Le jury, composé de deux journalistes du Journal Le Soir, de deux journalistes de la RTBF ainsi que deux membres du centre de recherche Valibel (UCLouvain), a choisi dix mots parmi plus d’un millier proposé par les internautes participant au vote. Ces mots ne doivent en aucun cas être entrés dans un dictionnaire de référence, comme le Robert et le Larousse. Si " ultracrépidarianisme " a été plébiscité par les votants, les termes " iel " et " nutriscore " complètent dans cet ordre le podium. Il s’agit de la septième année consécutive du " mot de l’année ".
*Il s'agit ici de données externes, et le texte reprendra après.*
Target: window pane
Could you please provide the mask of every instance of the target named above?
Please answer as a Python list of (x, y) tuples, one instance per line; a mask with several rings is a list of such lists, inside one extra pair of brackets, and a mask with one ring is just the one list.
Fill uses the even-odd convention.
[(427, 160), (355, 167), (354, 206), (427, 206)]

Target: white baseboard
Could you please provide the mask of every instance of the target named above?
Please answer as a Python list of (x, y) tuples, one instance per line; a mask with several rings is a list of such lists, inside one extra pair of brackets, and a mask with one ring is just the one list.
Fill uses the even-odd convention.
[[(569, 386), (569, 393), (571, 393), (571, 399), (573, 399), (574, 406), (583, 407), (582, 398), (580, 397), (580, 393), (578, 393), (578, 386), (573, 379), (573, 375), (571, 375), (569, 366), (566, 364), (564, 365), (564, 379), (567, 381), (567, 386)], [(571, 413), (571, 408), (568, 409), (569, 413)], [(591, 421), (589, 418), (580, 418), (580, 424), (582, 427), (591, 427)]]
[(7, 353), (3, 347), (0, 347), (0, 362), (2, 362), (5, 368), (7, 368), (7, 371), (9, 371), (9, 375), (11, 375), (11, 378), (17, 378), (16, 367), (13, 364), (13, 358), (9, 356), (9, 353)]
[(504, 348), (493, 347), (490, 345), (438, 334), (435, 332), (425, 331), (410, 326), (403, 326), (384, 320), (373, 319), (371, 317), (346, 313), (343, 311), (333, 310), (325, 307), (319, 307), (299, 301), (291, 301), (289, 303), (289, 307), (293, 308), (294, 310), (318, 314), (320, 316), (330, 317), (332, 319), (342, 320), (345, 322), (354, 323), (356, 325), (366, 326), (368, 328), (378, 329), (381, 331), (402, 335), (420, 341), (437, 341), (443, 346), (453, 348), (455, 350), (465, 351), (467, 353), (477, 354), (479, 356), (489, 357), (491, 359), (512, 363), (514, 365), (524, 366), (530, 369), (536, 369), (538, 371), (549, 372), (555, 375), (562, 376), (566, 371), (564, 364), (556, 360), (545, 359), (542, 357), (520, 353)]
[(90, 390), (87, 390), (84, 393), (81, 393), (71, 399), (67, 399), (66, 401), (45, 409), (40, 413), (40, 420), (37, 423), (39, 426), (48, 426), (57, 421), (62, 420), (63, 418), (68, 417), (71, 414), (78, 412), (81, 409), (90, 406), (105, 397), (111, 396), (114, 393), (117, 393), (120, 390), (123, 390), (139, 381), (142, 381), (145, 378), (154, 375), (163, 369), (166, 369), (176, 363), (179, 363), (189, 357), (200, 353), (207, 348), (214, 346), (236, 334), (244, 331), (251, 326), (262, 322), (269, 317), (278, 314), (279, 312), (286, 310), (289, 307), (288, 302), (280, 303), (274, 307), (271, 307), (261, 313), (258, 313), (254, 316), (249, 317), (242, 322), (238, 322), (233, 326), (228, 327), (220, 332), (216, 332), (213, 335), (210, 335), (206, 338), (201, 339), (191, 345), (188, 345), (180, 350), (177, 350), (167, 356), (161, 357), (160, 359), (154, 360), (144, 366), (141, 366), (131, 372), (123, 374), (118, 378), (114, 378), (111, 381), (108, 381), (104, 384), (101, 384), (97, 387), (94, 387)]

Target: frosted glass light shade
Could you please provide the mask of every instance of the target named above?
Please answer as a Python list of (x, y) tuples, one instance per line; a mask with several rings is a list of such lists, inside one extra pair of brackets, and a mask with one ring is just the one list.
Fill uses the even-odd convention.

Historique des lauréats précédents :

  • Le verbe spoiler en 2015
  • Brexit en 2016
  • Fake news en 2017
  • Malaisant en 2019
  • Chill en 2019
  • Déconfinement en 2020

Michel Francard nous rappelle l’esprit de cet évènement, au-delà de son aspect ludique : "L’important est de souligner qu’en français, il est toujours possible de créer du point de vue du vocabulaire et du point de vue du lexical. C’est un signe de la vitalité des langues. L’opération, en elle-même suscite, l’intérêt auprès du public parce qu’il s’agit de leur langue. Elle continue d’évoluer et donc d’être vivante".

Si certains mots sont utilisés au quotidien sans apparaître dans les dictionnaires, il est plus que probable que le terme "ultracrépidarianisme" en deviendra une entrée.